CTI Clinical Trial and Consulting Services
Date: April 12, 2015
Service Description
CTI provided all clinical trial and study management services for a Phase 1 first-in man trial in patients with NASH with advanced fibrosis. they also provided for regulatory support, bioanalytical analysis, safety monitoring and reporting, site monitoring, data clean up and reporting. CTI also assisted us iby providing services related to planning for Phase 2 and is likely to participate in several of our Phase 2 trials.
What Went Well
Initial sites were brought on board quickly. Site contracting processes and IRB approvals were handled efifciently. CRO rapidly provided for turnaround on site contract and site cost negotiations. CRO established new sites to boost enrollment speed when it became clear that the initial sites were not enrolling fast enough and as we expanded the number of patients in each of the sequential dosing cohorts. CRO was very flexible to changes that were implemented rapidly as we sought to gain new information. When it became clear that PPD bioanalytical only did analysis but not pK parameter calculations, CTI jumped in and rapidly provided qualified services to calculate the pK data for us.

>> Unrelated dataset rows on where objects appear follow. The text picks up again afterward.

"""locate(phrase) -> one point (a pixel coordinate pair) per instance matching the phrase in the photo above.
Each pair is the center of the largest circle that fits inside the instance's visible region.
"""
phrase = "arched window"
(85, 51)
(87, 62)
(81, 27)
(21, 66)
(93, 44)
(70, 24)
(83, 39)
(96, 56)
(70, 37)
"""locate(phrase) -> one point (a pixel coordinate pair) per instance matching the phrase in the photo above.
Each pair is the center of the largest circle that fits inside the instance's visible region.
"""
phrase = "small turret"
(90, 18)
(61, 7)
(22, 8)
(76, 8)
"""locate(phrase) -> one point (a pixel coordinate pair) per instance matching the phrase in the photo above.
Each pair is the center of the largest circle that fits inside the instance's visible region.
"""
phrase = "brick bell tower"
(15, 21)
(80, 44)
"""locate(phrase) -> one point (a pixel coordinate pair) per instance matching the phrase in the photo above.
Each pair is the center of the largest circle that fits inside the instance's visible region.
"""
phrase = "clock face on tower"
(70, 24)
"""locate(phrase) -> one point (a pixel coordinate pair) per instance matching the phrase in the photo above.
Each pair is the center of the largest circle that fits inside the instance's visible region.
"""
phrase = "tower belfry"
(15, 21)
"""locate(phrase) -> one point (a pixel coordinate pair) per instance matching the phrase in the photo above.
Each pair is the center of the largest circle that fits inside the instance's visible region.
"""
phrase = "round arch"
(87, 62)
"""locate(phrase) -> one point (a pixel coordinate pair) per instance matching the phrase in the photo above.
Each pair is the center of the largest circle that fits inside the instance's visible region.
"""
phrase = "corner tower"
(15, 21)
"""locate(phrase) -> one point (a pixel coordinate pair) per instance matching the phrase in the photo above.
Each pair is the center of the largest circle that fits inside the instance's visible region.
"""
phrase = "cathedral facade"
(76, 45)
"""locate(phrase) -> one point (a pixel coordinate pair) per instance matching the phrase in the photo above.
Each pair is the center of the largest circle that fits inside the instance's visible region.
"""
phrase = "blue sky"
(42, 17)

CTI and its various subgroups are really flexible and adaptable to changes and do so quickly.
What Could Be Improved
Adherence to timelines and better estimates of rates of enrollment given that the initial sites they had worked with before (albeit for a different type of patients/indication). Original projections on site enrollment estimates were missed. CRO also did not have capabilities for an integrated central and bioanalytical lab which could handle the numerous biomarkers in this trial. We did not realize this until decision had been made to go with CTI. This required us to find a lab and oversee the lab; we would have preferred if the CRO could have provided one stop shopping and managed all peripheral activities.
Lessons Learned from the Experience
Academic sites are notoriously slow enrollers; need to give greater consideration to private sites/clinics with experience in Phase 1 trials. Probably in retrospect we should have planned for more sites and given greater consideration to using non-academic sites. The data interface from the central lab to the CRO was always a constant source of extra effort. Greater attention should be paid to the data interfaces and data formats from 3rd parties to the CRO including perhaps testing these interfaces earlier on in the process.